Looking at our roots, perhaps we should claim ourselves heirs of Smyth AND his congregation. The earliest Baptists affirmed that our belief in Christ and our discipleship matter greatly as signs of our faithfulness to God. It is not Smyth alone, in writings or in his acts, making this mark in history. The perseverance of the little congregation kept the Baptist faith from dying out in the years of hardship that followed.
The significance of the events in 1609 and the leadership of John Smyth are just part of the story. What happened after that seminal year of 1609 needs its due. The original group fleeing England with Smyth was approximately 150 persons. By 1612, the congregation had whittled down to ten persons, the membership fractured by theological disagreements among the faithful.

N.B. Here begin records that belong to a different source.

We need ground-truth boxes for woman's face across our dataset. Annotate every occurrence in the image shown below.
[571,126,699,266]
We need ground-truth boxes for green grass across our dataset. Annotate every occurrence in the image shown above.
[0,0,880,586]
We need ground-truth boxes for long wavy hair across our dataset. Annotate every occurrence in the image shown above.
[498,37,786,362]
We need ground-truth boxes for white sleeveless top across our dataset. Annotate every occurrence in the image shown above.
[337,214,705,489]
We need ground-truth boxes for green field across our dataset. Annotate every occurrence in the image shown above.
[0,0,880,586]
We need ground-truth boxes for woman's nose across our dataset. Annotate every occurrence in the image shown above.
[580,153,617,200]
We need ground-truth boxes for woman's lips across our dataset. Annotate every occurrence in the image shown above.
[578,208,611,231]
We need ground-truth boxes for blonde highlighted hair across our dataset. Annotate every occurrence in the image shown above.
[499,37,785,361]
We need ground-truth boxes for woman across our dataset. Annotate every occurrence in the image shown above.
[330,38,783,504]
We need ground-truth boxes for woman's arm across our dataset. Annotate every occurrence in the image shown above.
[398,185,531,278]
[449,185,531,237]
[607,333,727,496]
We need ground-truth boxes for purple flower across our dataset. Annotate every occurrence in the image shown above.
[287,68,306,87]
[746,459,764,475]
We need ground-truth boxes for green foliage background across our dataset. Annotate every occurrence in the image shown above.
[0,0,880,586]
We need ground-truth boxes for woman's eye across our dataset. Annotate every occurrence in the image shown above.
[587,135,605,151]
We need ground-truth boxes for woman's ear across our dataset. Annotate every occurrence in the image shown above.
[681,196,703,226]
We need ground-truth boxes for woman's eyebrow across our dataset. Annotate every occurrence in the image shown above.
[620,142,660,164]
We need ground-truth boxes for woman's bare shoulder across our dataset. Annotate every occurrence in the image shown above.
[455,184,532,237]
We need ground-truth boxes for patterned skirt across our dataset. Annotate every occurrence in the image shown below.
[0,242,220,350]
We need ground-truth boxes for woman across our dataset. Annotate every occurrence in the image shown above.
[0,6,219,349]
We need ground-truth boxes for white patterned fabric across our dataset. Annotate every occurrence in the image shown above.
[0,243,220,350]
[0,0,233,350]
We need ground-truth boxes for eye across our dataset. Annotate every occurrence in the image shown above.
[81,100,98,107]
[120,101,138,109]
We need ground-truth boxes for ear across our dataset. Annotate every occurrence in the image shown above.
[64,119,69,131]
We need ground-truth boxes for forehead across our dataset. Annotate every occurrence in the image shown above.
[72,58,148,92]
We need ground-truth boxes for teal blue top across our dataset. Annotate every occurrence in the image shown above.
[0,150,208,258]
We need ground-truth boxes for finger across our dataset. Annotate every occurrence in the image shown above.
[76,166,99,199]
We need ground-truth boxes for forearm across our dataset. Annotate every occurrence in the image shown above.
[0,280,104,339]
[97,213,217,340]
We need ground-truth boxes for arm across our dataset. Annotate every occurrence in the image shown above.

The remnant returned to England in 1612, now led by Thomas Helwys. Smyth left the fellowship sometime after 1610, seeking membership among the Mennonites, among whom Smyth came to believe were practicing the most authentic ways of being a New Testament church. Despite Smyth’s own ironic short-term adherence as a Baptist, his congregation persevered, establishing the first Baptist church in England in 1612. Four centuries later, Baptists have spread out across the world as a global Christian tradition. Indeed, as we celebrate our roots, we do not look to one lone individual. Rather, to tell the Baptist story aright, you must tell many stories of ministry, the work of the laity and the ordained. To speak of Baptists, you tell of mission, local and global alike. To celebrate, you tell all these stories. Then, you eat, you dance (if your batch of Baptists approves of such things), and then, well, you eat again.
As we start out a new year of opportunities for ministry and mission, let us also to remember and strengthen our understanding of our Baptist history and heritage. We can begin appropriately with our own local church, taking advantage of a variety of resources for Adult Study about Baptist history and polity, many published by Judson Press. We can also look for ways to improve our local church's ministry by asking and identifying how our congregation empowers all members for ministry. Baptists of any era and context are all called to help the whole people carry out the ministries and mission of the church, as we realize that not any one person lay or ordained is solely responsible for the ministry and mission of the church.
This is how 21st century Baptists echo the spirit of 1609: Each of us is part of the whole people, the gathered people, “the company of the faithful”. Together, we listen for God’s calling. Together, we seek Christ’s path. Together, we are gifted by the Spirit to be the diverse and gathered people called “church”.